6. Il résulte de l'instruction que, par un acte authentique du 10 mars 2017, M. B... a vendu à M. C..., pour un prix de 190 000 euros, taxe sur la valeur ajoutée incluse, un appartement dans une résidence de tourisme dénommé " Les Chalets de la Vallée d'or " à Valloire. Il résulte des termes mêmes de cet acte notarié et il n'est pas contesté que cette acquisition doit être regardée comme une transmission d'une universalité au sens des dispositions de l'article 257 bis du code général des impôts. Il s'ensuit d'une part, que les parties ne pouvaient légalement mentionner, dans cet acte notarié, le prix hors taxes du bien 158 333,33 euros et le montant de 31 666,67 euros de taxe sur la valeur ajoutée, ainsi que le montant de 190 000 euros, taxe sur la valeur ajoutée incluse, de la vente et, d'autre part, que l'administration a pu à bon droit refuser à M. C... la déduction de cette taxe sur le fondement de l'article 257 bis du code général des impôts. La circonstance que le vendeur se serait acquitté de la taxe sur la valeur ajoutée qui a grevé l'acquisition de l'appartement en cause n'a pas d'incidence sur la situation de M. C..., qui ne pouvait déduire cette taxe en application de l'article 257 bis du code général des impôts.

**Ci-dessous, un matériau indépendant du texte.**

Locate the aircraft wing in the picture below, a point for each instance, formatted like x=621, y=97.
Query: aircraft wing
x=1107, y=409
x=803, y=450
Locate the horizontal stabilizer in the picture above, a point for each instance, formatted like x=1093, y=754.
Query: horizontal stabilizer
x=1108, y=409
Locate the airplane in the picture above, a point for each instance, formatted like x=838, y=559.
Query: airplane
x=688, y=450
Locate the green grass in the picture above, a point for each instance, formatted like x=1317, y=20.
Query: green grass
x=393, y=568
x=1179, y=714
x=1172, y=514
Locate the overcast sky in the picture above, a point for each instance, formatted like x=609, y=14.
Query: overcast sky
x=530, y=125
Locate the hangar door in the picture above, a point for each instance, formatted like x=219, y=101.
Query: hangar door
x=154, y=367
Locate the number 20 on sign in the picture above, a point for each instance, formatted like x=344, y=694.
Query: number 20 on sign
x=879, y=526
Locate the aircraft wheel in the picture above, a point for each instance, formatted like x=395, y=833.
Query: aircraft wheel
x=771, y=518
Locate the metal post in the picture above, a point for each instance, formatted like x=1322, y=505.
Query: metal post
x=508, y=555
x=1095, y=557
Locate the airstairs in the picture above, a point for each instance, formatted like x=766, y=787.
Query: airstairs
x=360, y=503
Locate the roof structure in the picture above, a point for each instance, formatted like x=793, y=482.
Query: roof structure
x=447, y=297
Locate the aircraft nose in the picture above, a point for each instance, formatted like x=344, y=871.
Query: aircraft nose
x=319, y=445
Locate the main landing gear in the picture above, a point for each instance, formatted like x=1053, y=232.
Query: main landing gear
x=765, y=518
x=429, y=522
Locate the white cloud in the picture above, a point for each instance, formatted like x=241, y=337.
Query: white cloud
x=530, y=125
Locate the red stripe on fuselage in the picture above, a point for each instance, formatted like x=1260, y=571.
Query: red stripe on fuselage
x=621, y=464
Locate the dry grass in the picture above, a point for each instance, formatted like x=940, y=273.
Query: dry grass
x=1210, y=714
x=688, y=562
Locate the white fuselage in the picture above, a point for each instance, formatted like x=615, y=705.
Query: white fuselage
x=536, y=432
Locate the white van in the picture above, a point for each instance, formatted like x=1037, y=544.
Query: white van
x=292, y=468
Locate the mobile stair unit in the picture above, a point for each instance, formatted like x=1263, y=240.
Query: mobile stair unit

7. M. C..., en se prévalant de l'enrichissement sans cause de l'État, doit être regardé comme soutenant que l'application des dispositions combinées de l'article 257 bis et du 3° de l'article 283 du code général des impôts, qui, respectivement, dispensent de taxe sur la valeur ajoutée la transmission d'une universalité de biens et prévoient que cette taxe est due par l'émetteur, aboutit à taxer deux fois une même opération, en méconnaissance du principe communautaire de neutralité de la taxe sur la valeur ajoutée. Toutefois, d'une part, il résulte des objectifs de la directive du 17 mai 1977 susvisée, interprétés par la Cour de justice des Communautés européennes, que le droit à déduction ne s'étend pas à un montant de taxe sur la valeur ajoutée facturé à tort. D'autre part, il résulte expressément de l'article 21 de cette directive que la taxe est due par toute personne qui la mentionne sur une facture ou tout document en tenant lieu. Le principe de neutralité de la taxe sur la valeur ajoutée implique seulement, dans ce cas, qu'une possibilité de régularisation ne dépendant pas du pouvoir discrétionnaire de l'administration fiscale soit laissée à l'émetteur de la facture. Cette possibilité de régularisation doit être ouverte à celui-ci sans condition de bonne foi s'il a éliminé tout risque de perte de recettes fiscales. Dans le cas contraire, une telle possibilité peut être soumise à une condition de bonne foi. Les dispositions précitées des articles 257 bis et 283 du code général des impôts ne sont nullement incompatibles avec ces exigences, dès lors qu'elles n'excluent pas la possibilité de régulariser une facture mentionnant une taxe y figurant à tort. Par suite, le principe communautaire de neutralité de la taxe sur la valeur ajoutée ne faisait pas obstacle à la récupération, conformément à l'article 257 bis et au 3° de l'article 283 du code général des impôts, d'une taxe indûment déduite car facturée à tort.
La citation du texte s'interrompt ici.